Le secrétaire général de l’Otan, Jens Stoltenberg, n’est pas loin de partager de telles vues. « Il y a des différences et des désaccords sur la manière de gérer la situation en Syrie. Mais la Turquie est un allié important et elle a joué un rôle important dans la lutte contre l’État islamique », a-t-il plaidé, dans un entretien donné à l’AFP.

Cependant, les opérations lancées par Ankara contre les milices kurdes syriennes, n’ont pas aidé la coalition anti-jihadiste. Celle, par exemple, menée dans le canton d’Afrine, en janvier 2018, a retardé la chute du califat auto-proclamé par l’organisation jihadiste. Par ailleurs, la zone où s’était retranché Abou Bakr al-Baghdadi, le chef de cette dernière, avant d’être éliminée par les forces spéciales américaines, pose question.

« La Turquie doit nous fournir des explications », avait ainsi réagi Brett McGurk, ex-envoyé de la Maison Blanche pour la coalition, dans une tribune publiée par le Washington Post. « Baghdadi n’a pas été retrouvé dans ces régions traditionnelles dans l’est de la Syrie ou dans l’ouest de l’Irak – mais simplement à quelques kilomètres de la frontière turque, et dans la province d’Idleb, qui a été protégée par une dizaine d’avant-postes militaires depuis le début de l’année 2018 », avait-il souligné.

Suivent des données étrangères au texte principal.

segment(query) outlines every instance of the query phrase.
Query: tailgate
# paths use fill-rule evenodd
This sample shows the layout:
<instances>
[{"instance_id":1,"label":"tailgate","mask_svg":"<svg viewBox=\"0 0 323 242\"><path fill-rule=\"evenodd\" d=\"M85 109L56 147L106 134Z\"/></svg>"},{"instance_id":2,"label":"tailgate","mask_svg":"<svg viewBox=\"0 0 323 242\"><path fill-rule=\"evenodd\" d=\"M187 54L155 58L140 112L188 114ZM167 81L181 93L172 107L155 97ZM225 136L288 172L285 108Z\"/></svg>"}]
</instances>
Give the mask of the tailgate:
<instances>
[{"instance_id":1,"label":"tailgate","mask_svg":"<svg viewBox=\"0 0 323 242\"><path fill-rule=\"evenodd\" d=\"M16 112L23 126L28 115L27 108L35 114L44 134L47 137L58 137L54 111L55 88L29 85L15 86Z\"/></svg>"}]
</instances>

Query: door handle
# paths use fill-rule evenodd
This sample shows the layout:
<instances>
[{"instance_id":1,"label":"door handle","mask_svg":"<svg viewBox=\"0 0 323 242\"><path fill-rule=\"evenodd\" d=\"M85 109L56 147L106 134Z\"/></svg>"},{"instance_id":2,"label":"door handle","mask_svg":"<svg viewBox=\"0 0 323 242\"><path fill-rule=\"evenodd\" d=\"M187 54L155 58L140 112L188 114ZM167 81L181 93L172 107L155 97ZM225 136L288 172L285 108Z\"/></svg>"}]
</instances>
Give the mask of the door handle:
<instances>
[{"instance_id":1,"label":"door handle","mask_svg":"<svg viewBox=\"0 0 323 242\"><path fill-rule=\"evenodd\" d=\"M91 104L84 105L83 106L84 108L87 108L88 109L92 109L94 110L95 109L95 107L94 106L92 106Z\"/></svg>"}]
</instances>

Président de la commission des affaires étrangères du Parlement allemand et prétendant à la succession de la chancelière Angela Merkel, Norbert Roettgen a défendu la nécessité de coopérer avec la Turquie, au nom de la « realpolitik ».

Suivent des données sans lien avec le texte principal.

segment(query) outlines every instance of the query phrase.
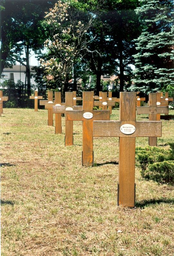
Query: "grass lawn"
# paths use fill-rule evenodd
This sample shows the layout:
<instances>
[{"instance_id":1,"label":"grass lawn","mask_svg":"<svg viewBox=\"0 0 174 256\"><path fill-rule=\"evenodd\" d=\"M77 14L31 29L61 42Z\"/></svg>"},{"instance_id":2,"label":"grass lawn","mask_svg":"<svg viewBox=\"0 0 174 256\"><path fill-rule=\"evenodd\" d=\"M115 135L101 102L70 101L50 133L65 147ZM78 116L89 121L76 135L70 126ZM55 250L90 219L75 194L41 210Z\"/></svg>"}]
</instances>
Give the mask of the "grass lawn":
<instances>
[{"instance_id":1,"label":"grass lawn","mask_svg":"<svg viewBox=\"0 0 174 256\"><path fill-rule=\"evenodd\" d=\"M136 207L117 206L118 138L95 138L94 166L82 167L82 122L74 123L74 145L65 147L64 118L55 135L46 110L4 112L2 255L173 255L171 186L143 179L137 167ZM113 113L119 120L119 111ZM162 124L158 145L169 147L173 117ZM148 140L138 138L136 145Z\"/></svg>"}]
</instances>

« Nous devons faire face à la réalité et si vous voulez aider les réfugiés, vous devez coopérer avec la Turquie », a déclaré M. Roettgen à l’Institut Montaigne, à Paris, selon l’AFP. « Je ne vois pas de stratégie sans la Turquie. La réalité, cela ne vous ravira peut-être pas, est que la Turquie est l’État frontalier entre l’Europe et le Moyen-Orient », a-t-il insisté.